Keywords: Hirschsprung disease, Enterocolitis, Outcome
For children with Hirschsprung disease (HD), Hirschsprung-associated enterocolitis (HAEC) remains one of the most significant causes of morbidity and mortality [1–3]. HAEC can occur both before and after definitive pull-through operation for HD. Studies estimating the rates of pre- and post-operative HAEC have largely been single-center studies and have ranged widely: for pre-operative HAEC 15%–50% and for post-operative HAEC from 2%–33% [2,4–6]. Similarly, studies to identify risk factors for HAEC have also largely relied on single-center data.

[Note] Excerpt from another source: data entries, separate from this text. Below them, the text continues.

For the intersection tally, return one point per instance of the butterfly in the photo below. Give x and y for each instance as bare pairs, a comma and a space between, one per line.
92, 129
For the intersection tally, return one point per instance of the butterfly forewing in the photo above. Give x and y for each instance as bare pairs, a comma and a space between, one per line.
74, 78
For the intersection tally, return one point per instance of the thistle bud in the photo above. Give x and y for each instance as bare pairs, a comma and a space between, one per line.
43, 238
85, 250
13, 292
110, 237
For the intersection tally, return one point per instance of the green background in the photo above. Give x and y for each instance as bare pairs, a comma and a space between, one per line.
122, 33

Previously identified risk factors for HAEC include delay in diagnosis, the length of intestine involved in HD, prior episodes of HAEC, female gender, trisomy 21, and presence of other congenital anomalies including cardiac and neurologic anomalies [2, 4, 7–10].

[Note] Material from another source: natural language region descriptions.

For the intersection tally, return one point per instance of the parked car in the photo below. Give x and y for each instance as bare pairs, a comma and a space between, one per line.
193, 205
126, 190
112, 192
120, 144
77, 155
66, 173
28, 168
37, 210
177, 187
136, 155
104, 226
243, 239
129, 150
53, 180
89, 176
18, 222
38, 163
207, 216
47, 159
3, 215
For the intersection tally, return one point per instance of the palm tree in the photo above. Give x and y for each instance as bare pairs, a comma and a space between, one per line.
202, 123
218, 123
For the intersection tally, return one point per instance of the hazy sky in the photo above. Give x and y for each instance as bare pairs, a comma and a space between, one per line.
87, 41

Few large database or multi-center studies of HD and HAEC exist. One reason for the absence of these studies has been a lack of a clear clinical or coding definition of HAEC. Pastor et al. surveyed experts in the field using a Delphi analysis to develop a consensus definition to attempt to standardize HAEC as an outcome that could be measured and compared across centers and studies [11]. This analysis was used to develop a standardized HAEC score. Since that time multiple studies have been done to validate this score with patient data from multiple hospitals to assess the reliability and applicability of this definition and scoring system [12–14]. Nevertheless, there are no standardized International Classification of Diseases (ICD) codes for HAEC, which is a significant limitation in the ability to study HAEC on a national level using administrative databases [15]. The goal of this study was to use a national database to better understand the incidence of HAEC at US children’s hospitals and to identify risk factors for recurrent post-operative HAEC and its effects on condition-specific re-operation, in-hospital mortality, and hospital costs.
1. Methods
1.1. Data source and study population
We conducted a retrospective cohort study using the Pediatric Health Information System Database (PHIS). PHIS is an administrative database that contains inpatient, emergency department, ambulatory surgery and observation encounter-level data from over 49 not-for-profit, tertiary care pediatric hospitals in the United States. These hospitals are affiliated with the Children’s Hospital Association (Lenexa, KS). Data quality and reliability are assured through a joint effort between the Children’s Hospital Association and participating hospitals. Portions of the data submission and data quality processes for the PHIS database are managed by Truven Health Analytics (Ann Arbor, MI). For the purposes of external benchmarking, participating hospitals provide discharge/encounter data including demographics, diagnoses, and procedures. Nearly all of these hospitals also submit resource utilization data (e.g. pharmaceuticals, imaging, and laboratory) into PHIS. Data are de-identified at the time of data submission, and data are subjected to a number of reliability and validity checks before being included in the database. The study was approved by the University of Utah institutional review board.
1.2. Patient selection
Patients were included if they had an ICD 9/10 diagnosis code of Hirschsprung disease and ICD 9/10 Procedure code for a pull-through procedure from January 1st 2006 until December 31st 2017. A list of ICD 9/10 diagnosis and procedure codes are provided in the supplementary appendix. Children were excluded if they were admitted for their initial pull-through procedure after 1 year of life.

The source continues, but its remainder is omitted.